Mi Ángel de Luz

El inicio y el final de un amor

El día de su nacimiento fue tan tormentoso como la vida misma, desde el alba hasta el anochecer se mantuvo nublado, ni un atisbo de la luz solar en los resquicios de las nubes espesas y negras. Él esperaba ansioso la llegada de su primer hijo, sus manos sudaban y no dejaba de mover los pies con impaciencia.

Dentro de la sala de operaciones los doctores se movían rápido y una mujer gritaba de dolor mientras las lágrimas surcaban sus mejillas que se confundían con los chorros de sudor que la empapaban por completo. Una enfermera le decía palabras de aliento pero la mujer no tenía consuelo en ninguna palabra de ánimo que le dijeran; la sensación de punzada que le proporcionaban las contracciones se llevaban todo. Los doctores comenzaron a apurar el paso para que la mujer dejara de sufrir tanto.

Era un hecho que el parto se había comenzado a complicar y él en la sala de espera sentía como un frío recorría su columna; algo le decía que no iba nada bien. Se puso de pie y cambiaba de un lado a otro, su respiración se agitaba, la desesperación era evidente. Mientras tanto, Sandra comenzaba a perder oxígeno, su vista se borraba mientras escuchaba con dificultad como uno de los doctores decía a viva voz.

–Cesárea de urgencia ¡Rápido, rápido! –Se escuchaba desde adentro de la sala de operaciones.

Era evidente que Sandra perdía mucha sangre y los doctores actuaban lo más rápido posible pero todo parecía inútil, ella estaban perdiendo el conocimiento y sus signos vitales se debilitaban con cada segundo. Un bebé estaba viendo la luz poco a poco mientras que su madre pegaba un último suspiro mientras decía:

–Miguel… –Tras musitar esta palabra, poco a poco la oscuridad se apoderaba de su ser y su vida se extinguía finalmente.

En la sala de espera Miguel ya no podía más con aquella incertidumbre que se llevaba cada halo de paciencia, pero no tuvo que esperar demasiado, ya que, el doctor que había atendido el caso de Sandra se acercó a él con el rostro perlado de sudor y una toalla en las manos; en un hilo de voz, pero sin manifestar emoción alguna, le había comunicado lo último que Miguel hubiera querido escuchar en su vida: su amada esposa había fallecido en el parto.
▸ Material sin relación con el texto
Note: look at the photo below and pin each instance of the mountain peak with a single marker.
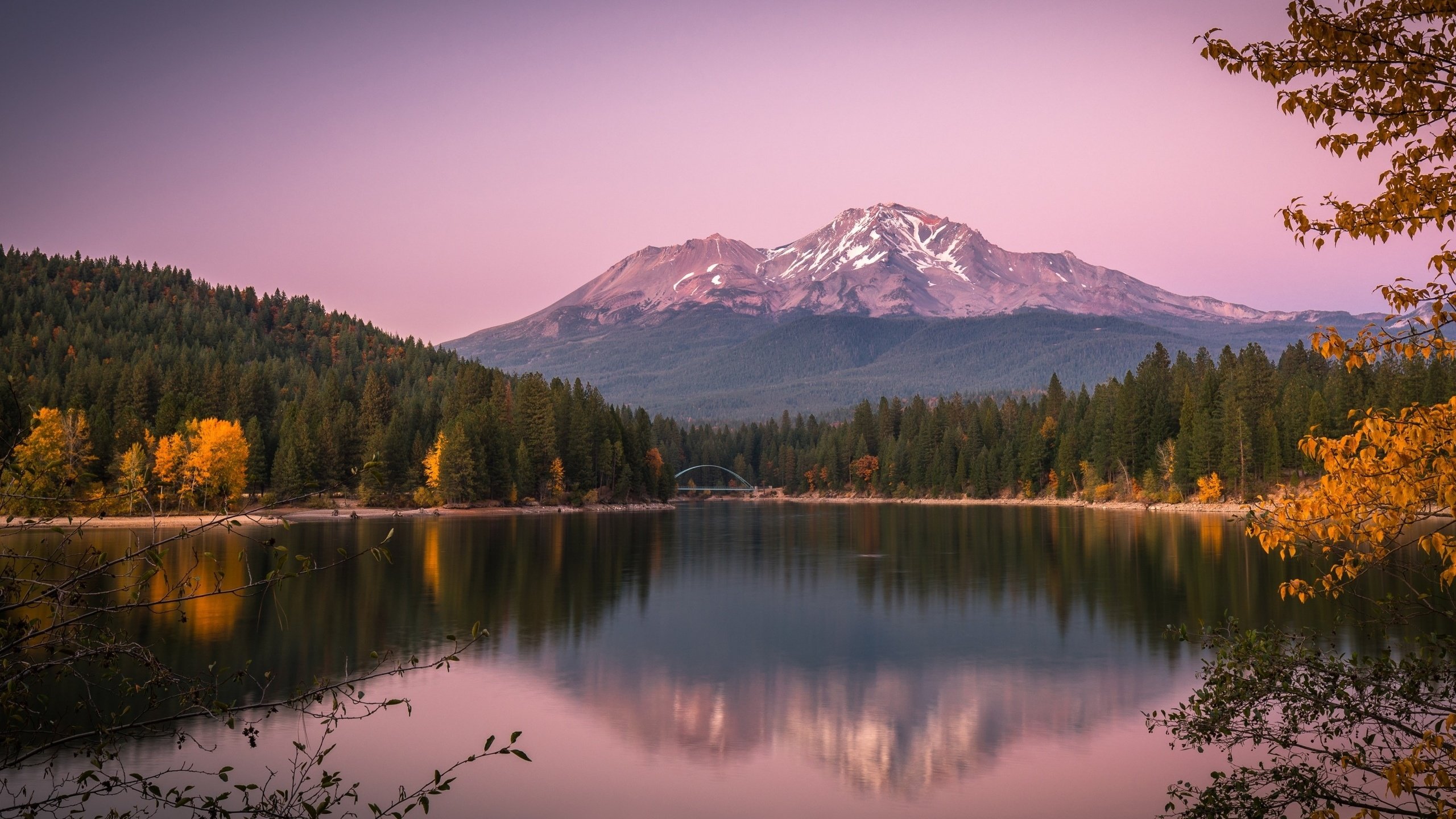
(884, 260)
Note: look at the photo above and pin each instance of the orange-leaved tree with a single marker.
(1345, 735)
(206, 462)
(51, 467)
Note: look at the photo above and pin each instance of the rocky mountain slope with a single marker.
(886, 299)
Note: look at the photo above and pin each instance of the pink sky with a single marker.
(448, 168)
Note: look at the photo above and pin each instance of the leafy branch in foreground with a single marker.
(1308, 727)
(76, 691)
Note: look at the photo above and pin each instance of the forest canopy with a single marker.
(133, 371)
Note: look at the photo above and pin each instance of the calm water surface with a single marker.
(734, 659)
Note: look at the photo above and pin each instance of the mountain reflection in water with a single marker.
(899, 651)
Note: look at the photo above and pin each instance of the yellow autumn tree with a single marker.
(219, 460)
(206, 462)
(51, 467)
(558, 478)
(433, 462)
(1338, 735)
(133, 474)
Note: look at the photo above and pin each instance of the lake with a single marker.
(756, 659)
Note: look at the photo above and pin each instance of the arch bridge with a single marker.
(746, 486)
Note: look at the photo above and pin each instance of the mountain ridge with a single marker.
(887, 260)
(882, 301)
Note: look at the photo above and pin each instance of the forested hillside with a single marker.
(142, 351)
(1151, 435)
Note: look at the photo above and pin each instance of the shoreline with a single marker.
(277, 516)
(1110, 504)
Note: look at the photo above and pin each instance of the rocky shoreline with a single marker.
(276, 516)
(1111, 504)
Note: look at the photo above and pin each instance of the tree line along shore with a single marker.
(140, 390)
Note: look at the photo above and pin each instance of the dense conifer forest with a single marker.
(322, 398)
(1151, 435)
(137, 359)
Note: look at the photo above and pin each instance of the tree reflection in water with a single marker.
(899, 646)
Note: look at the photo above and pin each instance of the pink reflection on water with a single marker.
(592, 757)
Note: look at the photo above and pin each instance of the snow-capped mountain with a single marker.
(887, 260)
(882, 301)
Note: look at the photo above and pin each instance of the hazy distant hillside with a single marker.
(713, 363)
(882, 301)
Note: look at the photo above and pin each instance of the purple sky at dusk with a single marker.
(441, 168)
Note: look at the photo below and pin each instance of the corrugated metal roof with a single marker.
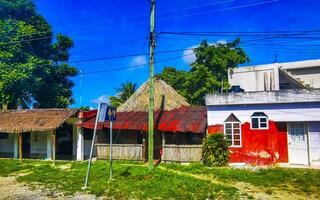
(19, 121)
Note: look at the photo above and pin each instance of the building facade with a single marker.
(43, 134)
(277, 76)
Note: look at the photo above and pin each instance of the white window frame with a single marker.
(232, 134)
(259, 122)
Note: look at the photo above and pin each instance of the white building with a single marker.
(43, 134)
(277, 76)
(268, 127)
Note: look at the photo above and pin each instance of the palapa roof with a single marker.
(185, 119)
(19, 121)
(165, 98)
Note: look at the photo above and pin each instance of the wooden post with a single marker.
(163, 139)
(54, 147)
(20, 147)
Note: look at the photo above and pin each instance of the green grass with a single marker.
(135, 181)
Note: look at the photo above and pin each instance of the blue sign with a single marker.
(107, 113)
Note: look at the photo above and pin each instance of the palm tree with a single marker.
(123, 93)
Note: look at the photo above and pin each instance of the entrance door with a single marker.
(26, 145)
(298, 151)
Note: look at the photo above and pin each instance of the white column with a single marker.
(49, 146)
(15, 145)
(276, 77)
(80, 144)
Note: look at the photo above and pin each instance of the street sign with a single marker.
(104, 113)
(107, 113)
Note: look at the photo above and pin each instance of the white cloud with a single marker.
(221, 42)
(101, 99)
(139, 60)
(189, 56)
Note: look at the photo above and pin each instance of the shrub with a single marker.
(215, 150)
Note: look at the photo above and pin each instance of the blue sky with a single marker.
(104, 28)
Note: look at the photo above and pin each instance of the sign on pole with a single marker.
(104, 113)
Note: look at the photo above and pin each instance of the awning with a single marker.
(19, 121)
(184, 119)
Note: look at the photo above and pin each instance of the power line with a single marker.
(127, 56)
(134, 66)
(196, 6)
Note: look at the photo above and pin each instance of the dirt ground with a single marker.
(11, 189)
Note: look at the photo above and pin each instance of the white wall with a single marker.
(310, 76)
(254, 80)
(277, 112)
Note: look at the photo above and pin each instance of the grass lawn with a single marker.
(169, 181)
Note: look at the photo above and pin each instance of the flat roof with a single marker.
(264, 97)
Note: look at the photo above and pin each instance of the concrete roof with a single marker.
(264, 97)
(286, 65)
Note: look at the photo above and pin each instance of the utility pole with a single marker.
(152, 46)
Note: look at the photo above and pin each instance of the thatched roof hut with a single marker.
(19, 121)
(165, 97)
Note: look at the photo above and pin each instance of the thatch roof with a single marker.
(19, 121)
(165, 98)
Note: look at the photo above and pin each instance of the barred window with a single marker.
(232, 130)
(259, 120)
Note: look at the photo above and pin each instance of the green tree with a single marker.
(123, 93)
(209, 72)
(33, 64)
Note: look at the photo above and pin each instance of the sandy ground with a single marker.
(11, 189)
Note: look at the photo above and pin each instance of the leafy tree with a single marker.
(33, 64)
(209, 72)
(84, 108)
(215, 152)
(123, 93)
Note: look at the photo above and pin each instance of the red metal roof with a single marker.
(184, 119)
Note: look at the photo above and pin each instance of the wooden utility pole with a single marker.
(152, 46)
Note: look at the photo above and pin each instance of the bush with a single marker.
(215, 150)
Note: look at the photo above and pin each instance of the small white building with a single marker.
(277, 76)
(43, 134)
(268, 127)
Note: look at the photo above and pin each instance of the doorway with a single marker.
(26, 145)
(298, 144)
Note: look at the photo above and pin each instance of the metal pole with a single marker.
(110, 156)
(151, 85)
(92, 146)
(20, 147)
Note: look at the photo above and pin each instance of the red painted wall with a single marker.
(260, 147)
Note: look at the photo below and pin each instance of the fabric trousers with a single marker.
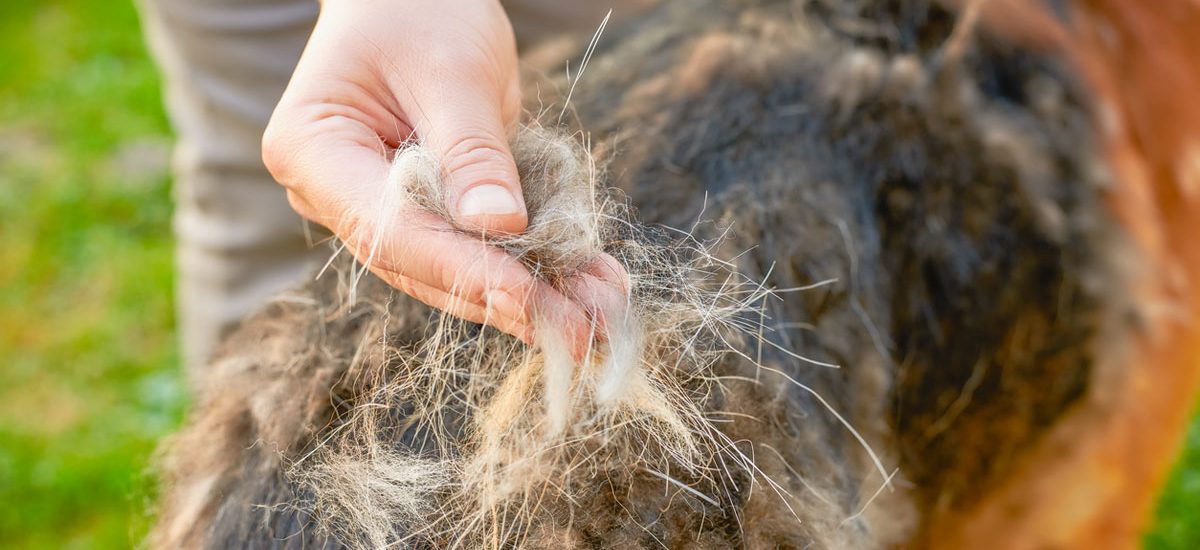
(225, 65)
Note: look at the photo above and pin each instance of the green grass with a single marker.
(87, 332)
(87, 329)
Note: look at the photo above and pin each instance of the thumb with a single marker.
(483, 187)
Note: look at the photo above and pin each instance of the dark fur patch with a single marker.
(955, 199)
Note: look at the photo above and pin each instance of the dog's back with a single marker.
(928, 197)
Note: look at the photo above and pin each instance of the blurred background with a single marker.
(89, 370)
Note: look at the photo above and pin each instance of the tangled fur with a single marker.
(502, 429)
(891, 271)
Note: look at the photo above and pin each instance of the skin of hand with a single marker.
(379, 72)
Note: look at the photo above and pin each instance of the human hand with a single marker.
(377, 73)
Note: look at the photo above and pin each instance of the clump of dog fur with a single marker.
(864, 231)
(510, 428)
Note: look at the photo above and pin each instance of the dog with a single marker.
(970, 222)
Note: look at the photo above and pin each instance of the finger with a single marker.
(601, 288)
(463, 124)
(455, 305)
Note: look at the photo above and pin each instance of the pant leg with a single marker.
(226, 64)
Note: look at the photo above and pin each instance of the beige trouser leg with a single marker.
(226, 63)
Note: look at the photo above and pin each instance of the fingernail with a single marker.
(487, 199)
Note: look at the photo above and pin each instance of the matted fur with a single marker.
(940, 208)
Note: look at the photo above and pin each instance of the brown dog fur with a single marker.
(999, 270)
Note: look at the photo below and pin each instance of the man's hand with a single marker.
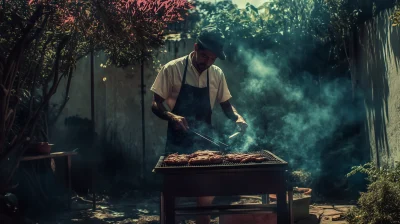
(241, 123)
(232, 114)
(179, 122)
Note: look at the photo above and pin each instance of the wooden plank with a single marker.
(51, 155)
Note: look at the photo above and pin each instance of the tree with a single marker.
(40, 42)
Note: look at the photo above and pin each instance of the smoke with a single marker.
(294, 116)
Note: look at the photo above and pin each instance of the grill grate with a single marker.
(271, 160)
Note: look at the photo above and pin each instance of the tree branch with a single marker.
(66, 98)
(32, 120)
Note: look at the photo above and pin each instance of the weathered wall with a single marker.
(118, 108)
(377, 75)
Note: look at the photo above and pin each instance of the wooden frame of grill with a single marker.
(226, 179)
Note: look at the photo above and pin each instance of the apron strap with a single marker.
(184, 73)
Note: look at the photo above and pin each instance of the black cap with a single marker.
(213, 40)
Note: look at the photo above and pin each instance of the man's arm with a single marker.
(160, 111)
(233, 115)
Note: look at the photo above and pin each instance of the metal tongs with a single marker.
(211, 140)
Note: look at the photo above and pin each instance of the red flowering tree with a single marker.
(40, 42)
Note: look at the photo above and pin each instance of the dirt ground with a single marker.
(144, 209)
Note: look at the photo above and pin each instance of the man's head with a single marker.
(209, 45)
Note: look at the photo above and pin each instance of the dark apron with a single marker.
(194, 104)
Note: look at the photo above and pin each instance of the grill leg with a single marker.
(265, 199)
(168, 208)
(282, 216)
(290, 199)
(162, 209)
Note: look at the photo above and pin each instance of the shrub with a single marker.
(381, 203)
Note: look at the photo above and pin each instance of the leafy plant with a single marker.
(40, 43)
(381, 203)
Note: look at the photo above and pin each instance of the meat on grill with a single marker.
(204, 153)
(208, 157)
(176, 159)
(244, 158)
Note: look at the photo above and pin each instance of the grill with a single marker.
(263, 178)
(272, 161)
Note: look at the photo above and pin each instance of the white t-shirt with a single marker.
(169, 79)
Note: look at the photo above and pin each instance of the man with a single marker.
(191, 85)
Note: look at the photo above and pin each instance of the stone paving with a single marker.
(146, 211)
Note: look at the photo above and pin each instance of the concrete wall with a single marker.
(376, 69)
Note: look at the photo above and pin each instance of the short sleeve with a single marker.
(162, 84)
(223, 93)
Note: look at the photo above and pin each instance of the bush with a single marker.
(381, 203)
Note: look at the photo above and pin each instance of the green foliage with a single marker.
(294, 30)
(40, 43)
(381, 203)
(300, 178)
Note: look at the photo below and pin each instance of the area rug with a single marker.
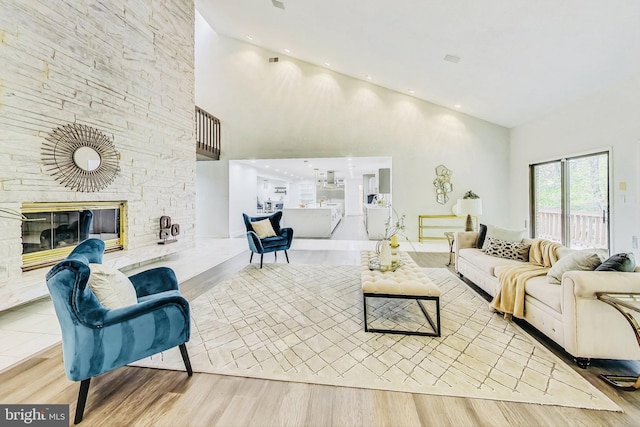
(303, 323)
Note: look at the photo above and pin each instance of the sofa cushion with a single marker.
(548, 294)
(625, 262)
(484, 262)
(577, 261)
(511, 250)
(482, 235)
(503, 234)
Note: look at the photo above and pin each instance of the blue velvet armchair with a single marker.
(96, 339)
(280, 242)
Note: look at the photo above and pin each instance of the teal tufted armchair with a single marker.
(96, 339)
(280, 242)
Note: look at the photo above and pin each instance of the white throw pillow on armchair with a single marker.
(111, 286)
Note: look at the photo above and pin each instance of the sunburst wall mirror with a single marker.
(80, 157)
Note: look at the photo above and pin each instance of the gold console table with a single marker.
(434, 227)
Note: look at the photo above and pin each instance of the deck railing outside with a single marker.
(588, 230)
(207, 134)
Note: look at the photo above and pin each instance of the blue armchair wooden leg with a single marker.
(82, 400)
(185, 359)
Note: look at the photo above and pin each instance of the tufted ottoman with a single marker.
(406, 282)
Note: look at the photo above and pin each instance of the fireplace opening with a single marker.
(52, 230)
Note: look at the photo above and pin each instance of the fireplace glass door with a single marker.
(51, 232)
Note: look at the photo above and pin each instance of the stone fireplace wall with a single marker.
(125, 67)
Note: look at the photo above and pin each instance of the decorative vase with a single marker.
(385, 255)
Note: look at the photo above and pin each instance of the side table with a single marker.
(626, 303)
(450, 238)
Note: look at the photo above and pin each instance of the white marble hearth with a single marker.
(30, 285)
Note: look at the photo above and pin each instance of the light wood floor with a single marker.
(146, 397)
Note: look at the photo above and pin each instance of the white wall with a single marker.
(243, 196)
(352, 196)
(212, 199)
(608, 118)
(292, 109)
(124, 67)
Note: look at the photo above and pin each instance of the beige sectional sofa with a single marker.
(569, 313)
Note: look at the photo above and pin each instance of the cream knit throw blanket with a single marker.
(510, 297)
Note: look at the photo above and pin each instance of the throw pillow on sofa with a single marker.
(625, 262)
(510, 250)
(482, 235)
(575, 261)
(500, 233)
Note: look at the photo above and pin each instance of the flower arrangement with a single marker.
(392, 228)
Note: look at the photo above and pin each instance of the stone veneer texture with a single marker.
(125, 67)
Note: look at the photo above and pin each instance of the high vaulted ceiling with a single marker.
(518, 59)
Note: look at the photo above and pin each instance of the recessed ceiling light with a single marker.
(452, 58)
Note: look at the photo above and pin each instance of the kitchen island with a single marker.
(376, 218)
(313, 221)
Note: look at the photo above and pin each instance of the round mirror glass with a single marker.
(86, 158)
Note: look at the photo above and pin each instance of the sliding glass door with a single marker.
(570, 201)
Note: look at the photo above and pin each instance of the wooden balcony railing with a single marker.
(207, 135)
(588, 230)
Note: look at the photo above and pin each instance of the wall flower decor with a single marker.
(442, 184)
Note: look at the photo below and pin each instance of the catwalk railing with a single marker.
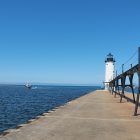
(118, 84)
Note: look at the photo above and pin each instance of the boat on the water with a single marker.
(27, 85)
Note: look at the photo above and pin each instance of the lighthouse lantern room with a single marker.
(109, 70)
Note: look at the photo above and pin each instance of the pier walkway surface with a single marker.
(95, 116)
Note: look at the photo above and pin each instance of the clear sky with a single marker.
(65, 41)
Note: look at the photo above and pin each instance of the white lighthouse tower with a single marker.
(109, 70)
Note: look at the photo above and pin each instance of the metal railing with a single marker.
(118, 84)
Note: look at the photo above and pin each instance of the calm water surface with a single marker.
(19, 104)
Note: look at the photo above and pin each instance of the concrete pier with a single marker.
(96, 116)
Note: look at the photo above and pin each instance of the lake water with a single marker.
(19, 104)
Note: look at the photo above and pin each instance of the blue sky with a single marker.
(65, 41)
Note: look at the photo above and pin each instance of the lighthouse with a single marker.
(109, 70)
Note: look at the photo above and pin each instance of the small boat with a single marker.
(27, 85)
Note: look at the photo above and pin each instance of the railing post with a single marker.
(122, 68)
(137, 100)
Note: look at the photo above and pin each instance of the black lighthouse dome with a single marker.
(109, 58)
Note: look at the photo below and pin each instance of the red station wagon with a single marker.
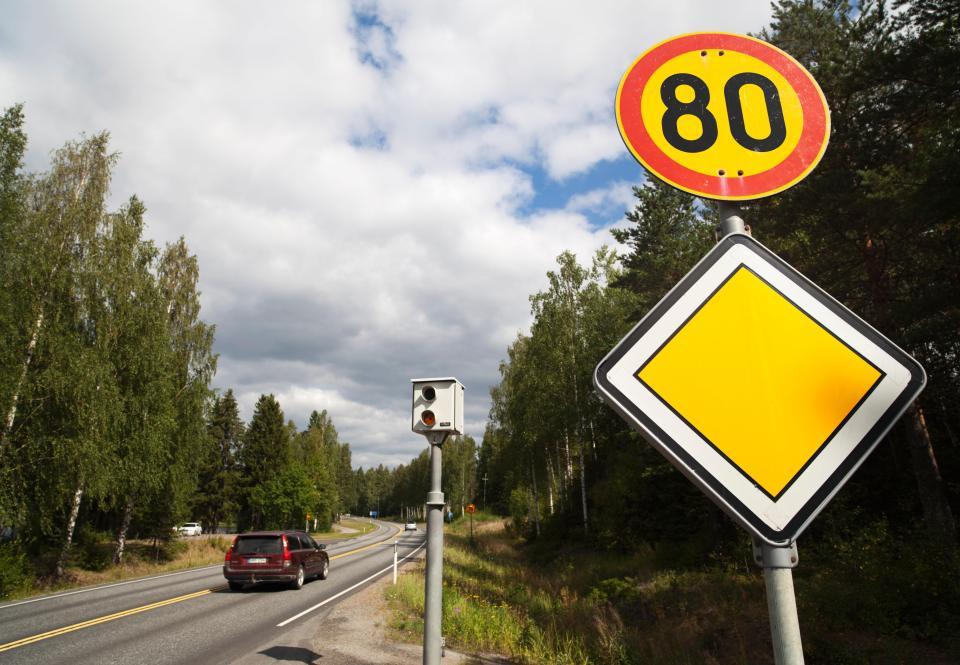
(274, 556)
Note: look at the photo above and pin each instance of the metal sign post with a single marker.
(777, 562)
(732, 118)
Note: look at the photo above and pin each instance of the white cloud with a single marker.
(351, 176)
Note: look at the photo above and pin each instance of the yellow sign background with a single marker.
(725, 154)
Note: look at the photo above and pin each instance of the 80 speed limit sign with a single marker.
(723, 116)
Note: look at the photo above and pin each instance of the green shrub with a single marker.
(16, 573)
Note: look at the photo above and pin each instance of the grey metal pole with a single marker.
(778, 564)
(730, 219)
(433, 587)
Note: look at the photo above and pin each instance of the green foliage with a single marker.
(283, 501)
(16, 572)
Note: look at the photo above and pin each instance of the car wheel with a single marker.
(298, 582)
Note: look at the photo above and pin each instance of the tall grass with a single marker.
(583, 607)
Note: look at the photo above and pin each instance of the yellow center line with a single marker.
(136, 610)
(110, 617)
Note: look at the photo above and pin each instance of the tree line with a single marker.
(876, 225)
(109, 421)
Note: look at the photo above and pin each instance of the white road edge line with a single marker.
(108, 586)
(334, 597)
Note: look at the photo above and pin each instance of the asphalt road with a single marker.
(190, 616)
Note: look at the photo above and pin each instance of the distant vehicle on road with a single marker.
(190, 529)
(274, 556)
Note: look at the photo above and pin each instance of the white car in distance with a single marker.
(190, 529)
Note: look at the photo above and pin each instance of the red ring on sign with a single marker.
(805, 156)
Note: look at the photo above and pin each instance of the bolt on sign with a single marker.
(723, 116)
(772, 426)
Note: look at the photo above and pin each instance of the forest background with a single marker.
(110, 425)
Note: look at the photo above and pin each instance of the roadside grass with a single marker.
(582, 607)
(573, 604)
(91, 563)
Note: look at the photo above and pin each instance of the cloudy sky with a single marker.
(373, 189)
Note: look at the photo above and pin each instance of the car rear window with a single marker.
(259, 545)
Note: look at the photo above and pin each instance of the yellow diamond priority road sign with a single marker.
(760, 387)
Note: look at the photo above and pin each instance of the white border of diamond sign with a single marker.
(780, 520)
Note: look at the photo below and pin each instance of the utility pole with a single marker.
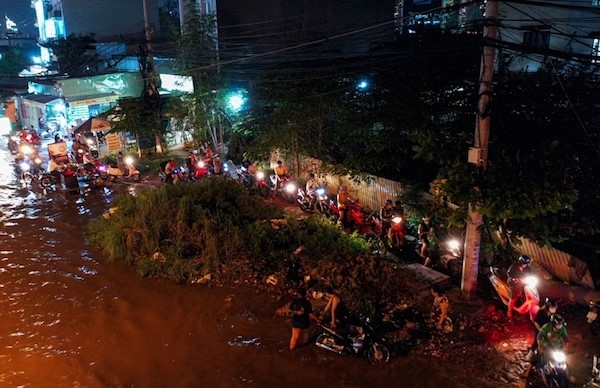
(478, 154)
(151, 95)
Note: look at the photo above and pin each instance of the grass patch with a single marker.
(183, 232)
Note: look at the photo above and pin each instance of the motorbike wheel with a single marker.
(378, 354)
(27, 178)
(289, 198)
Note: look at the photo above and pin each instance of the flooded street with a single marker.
(69, 318)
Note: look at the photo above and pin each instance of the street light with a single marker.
(236, 102)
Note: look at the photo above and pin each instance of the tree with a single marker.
(197, 57)
(135, 116)
(538, 172)
(74, 55)
(12, 62)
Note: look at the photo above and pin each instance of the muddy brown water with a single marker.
(70, 318)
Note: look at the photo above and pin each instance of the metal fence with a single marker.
(373, 193)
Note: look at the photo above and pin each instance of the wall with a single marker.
(373, 194)
(108, 19)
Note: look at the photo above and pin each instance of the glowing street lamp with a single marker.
(362, 84)
(236, 102)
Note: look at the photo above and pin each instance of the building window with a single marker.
(537, 39)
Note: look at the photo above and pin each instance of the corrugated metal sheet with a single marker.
(373, 194)
(562, 265)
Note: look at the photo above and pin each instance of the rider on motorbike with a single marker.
(311, 187)
(342, 204)
(386, 214)
(516, 281)
(553, 335)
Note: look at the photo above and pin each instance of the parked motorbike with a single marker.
(287, 188)
(529, 303)
(593, 319)
(130, 171)
(24, 172)
(595, 380)
(397, 233)
(13, 144)
(261, 186)
(451, 256)
(364, 341)
(554, 372)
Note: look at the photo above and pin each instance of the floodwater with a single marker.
(71, 319)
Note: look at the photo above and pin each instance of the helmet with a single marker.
(524, 260)
(557, 320)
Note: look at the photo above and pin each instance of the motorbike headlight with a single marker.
(559, 356)
(531, 281)
(290, 187)
(454, 245)
(26, 150)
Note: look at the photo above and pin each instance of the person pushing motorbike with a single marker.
(516, 282)
(552, 336)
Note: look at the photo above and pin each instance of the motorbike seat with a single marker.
(500, 274)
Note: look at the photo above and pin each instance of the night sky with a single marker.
(20, 12)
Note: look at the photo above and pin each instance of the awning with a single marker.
(93, 124)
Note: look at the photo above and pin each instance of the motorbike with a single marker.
(363, 341)
(287, 188)
(112, 173)
(592, 317)
(13, 144)
(595, 380)
(261, 187)
(554, 372)
(451, 256)
(529, 303)
(397, 233)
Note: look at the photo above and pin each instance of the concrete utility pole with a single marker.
(478, 154)
(151, 94)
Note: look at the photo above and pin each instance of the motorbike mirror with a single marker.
(531, 281)
(454, 244)
(290, 187)
(559, 356)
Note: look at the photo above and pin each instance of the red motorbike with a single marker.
(397, 233)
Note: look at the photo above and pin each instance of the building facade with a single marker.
(107, 20)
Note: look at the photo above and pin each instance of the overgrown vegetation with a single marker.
(185, 232)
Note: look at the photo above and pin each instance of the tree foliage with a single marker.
(12, 62)
(196, 48)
Las paredes del pasillo se llenaron con el grito de dolor que había salido desde la garganta de Miguel y sin más caía de rodillas al suelo, llorando desconsolado. Fue tanto el dolor que irradió en aquel momento que, algunas auxiliares se acercaron a intentar calmarlo pero fue inútil, él sabía qué había pasado ahí adentro de la sala de operaciones y el hecho de que ya no podría oír su voz otra vez desgarraba un poco más su corazón a cada segundo.

Cuando cesó un poco el llanto desgarrador, Miguel, aún sintiendo los espasmos de los sollozos y por completo desconsolado, vio que el doctor que le había dado la noticia, se acercó y le dio el pésame con un tono algo gélido en su voz y él solo le devolvió una débil sonrisa ladina. No necesitaba fingir empatía, ya se había dado cuenta que no tenía ni un ápice de esta y, al final el doctor solo había hecho su trabajo.

Cuando Miguel levantó la vista una enfermera venía caminando en su dirección, ella tenía una bebé envuelta en una frazada color rosa en brazos y él sintió que el mundo se detenía por un instante. En esos pocos segundos la tristeza fue nula y podía sentir cómo su corazón podía latir y recibir un oxígeno nuevo. El luto continuaba allí, pero la presencia de aquel ser tan pequeñito e indefenso que venía en brazos de aquella muchacha, la que sin saberlo, con cada paso había ocasionado un giro rotundo en sus emociones. Todo era una mezcla agridulce jamás experimentada por él en la vida.

–Aquí está su hija –le dijo con dulzura mientras él con los ojos hinchados la recibía y cuando la vio, la ternura se hizo presente; sonrió débilmente mientras unas palabras salidas de su boca le llenaron de una paz indescriptible.

–Hola… Sandrita. –Pese al dolor, Miguel no pudo evitar sonreír.